基于单视角多层推理的学习型透视抓取方法 (Multi-Layered Reasoning from a Single Viewpoint for Learning See-Through Grasping)

from arxiv, 23 pages, 13 figures, 2 tables, for supplementary videos, see https://bionicdl.ancorasir.com/?p=1658, for opensourced codes, see https://github.com/ ancorasir/SeeThruFinger

Sensory substitution enables biological systems to perceive stimuli typically obtained by another organ, which is inspirational for physical agents. Multi-modal perception of intrinsic and extrinsic interactions is critical in building an intelligent robot that learns. This study presents a Vision-based See-Through Perception (VBSeeThruP) architecture that simultaneously perceives multiple intrinsic and extrinsic modalities via a single visual input in a markerless way, all packed within a soft robotic finger using the Soft Polyhedral Network design. It is generally applicable to miniature vision systems placed underneath deformable networks with a see-through design, capturing real-time images of the network's physical interactions induced by contact-based events overlayed on top of the visual scene of the external environment, as demonstrated in the ablation study. We present the VBSeeThruP's capability for learning reactive grasping without using external cameras or dedicated force and torque sensors on the fingertips.
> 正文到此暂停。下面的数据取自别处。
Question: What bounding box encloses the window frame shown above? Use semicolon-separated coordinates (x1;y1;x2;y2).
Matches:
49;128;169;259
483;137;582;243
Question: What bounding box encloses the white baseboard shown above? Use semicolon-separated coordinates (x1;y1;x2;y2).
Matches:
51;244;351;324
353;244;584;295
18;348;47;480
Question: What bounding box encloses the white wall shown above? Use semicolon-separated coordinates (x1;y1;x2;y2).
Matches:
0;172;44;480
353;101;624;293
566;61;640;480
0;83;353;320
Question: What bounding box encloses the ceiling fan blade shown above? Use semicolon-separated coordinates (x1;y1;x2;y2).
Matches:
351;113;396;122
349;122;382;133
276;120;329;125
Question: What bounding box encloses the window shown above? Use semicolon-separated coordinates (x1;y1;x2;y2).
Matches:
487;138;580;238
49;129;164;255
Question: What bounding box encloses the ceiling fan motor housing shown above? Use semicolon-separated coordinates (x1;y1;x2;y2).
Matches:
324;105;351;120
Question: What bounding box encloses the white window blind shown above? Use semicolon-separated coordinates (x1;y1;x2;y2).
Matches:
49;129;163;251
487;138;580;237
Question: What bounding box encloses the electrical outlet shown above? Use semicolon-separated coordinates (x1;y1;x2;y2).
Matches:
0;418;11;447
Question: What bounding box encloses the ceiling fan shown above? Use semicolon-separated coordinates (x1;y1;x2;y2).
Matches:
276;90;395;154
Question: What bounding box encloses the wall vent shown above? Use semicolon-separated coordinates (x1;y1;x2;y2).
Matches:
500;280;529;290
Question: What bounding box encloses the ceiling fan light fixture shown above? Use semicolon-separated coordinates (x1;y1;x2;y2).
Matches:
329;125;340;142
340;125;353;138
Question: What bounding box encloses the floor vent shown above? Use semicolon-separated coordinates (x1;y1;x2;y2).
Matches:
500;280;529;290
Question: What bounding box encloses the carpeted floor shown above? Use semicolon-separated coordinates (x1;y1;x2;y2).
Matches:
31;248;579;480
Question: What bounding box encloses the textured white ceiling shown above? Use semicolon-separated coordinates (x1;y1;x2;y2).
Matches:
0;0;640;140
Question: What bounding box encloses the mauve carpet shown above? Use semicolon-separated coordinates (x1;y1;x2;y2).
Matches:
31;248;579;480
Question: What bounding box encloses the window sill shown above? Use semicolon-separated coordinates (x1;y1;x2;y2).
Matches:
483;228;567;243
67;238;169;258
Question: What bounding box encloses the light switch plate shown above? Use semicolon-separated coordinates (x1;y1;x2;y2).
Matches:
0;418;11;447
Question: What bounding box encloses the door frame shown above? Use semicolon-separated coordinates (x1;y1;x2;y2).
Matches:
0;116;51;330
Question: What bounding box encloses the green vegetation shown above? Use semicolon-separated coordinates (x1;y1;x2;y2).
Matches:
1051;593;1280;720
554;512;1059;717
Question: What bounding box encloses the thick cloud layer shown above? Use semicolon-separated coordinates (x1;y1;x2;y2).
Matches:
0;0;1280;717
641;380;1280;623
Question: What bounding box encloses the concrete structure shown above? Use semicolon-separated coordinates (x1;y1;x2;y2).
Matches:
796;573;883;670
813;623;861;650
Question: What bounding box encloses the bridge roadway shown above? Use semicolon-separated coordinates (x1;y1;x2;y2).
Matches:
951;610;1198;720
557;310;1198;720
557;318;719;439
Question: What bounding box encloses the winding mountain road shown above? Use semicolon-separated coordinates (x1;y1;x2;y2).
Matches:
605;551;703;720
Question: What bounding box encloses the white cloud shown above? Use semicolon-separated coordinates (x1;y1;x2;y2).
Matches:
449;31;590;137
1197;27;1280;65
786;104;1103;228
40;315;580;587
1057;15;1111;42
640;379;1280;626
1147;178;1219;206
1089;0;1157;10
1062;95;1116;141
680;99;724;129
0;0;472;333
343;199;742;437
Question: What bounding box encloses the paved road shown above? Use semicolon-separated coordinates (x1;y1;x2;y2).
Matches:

Using the inpainted scene and the deformation mask, we further demonstrate the multi-modal performance of the VBSeeThruP architecture to simultaneously achieve various perceptions, including but not limited to scene inpainting, object detection, depth sensing, scene segmentation, masked deformation tracking, 6D force/torque sensing, and contact event detection, all within a single sensory input from the in-finger vision markerlessly.

翻译：感觉替代使生物系统能够感知通常由另一器官获取的刺激，这对物理智能体具有启发意义。对内在与外在交互的多模态感知对于构建具备学习能力的智能机器人至关重要。本研究提出一种基于视觉的透视感知架构，该架构通过单一视觉输入以无标记方式同时感知多种内在与外在模态，所有功能均集成于采用软体多面体网络设计的软体机器人手指中。该架构普遍适用于置于可变形网络下方的微型视觉系统，其透视设计能实时捕获由接触事件引发的网络物理交互图像，这些交互图像叠加在外部环境视觉场景之上，如消融实验所示。我们展示了该架构在不使用外部摄像头或指尖专用力/力矩传感器的情况下学习反应式抓取的能力。利用修复场景与变形掩模，我们进一步论证了该架构的多模态性能，能够同时实现多种感知任务，包括但不限于：场景修复、目标检测、深度感知、场景分割、掩模变形跟踪、六维力/力矩传感以及接触事件检测，所有这些功能仅通过手指内部视觉系统的单一无标记感官输入实现。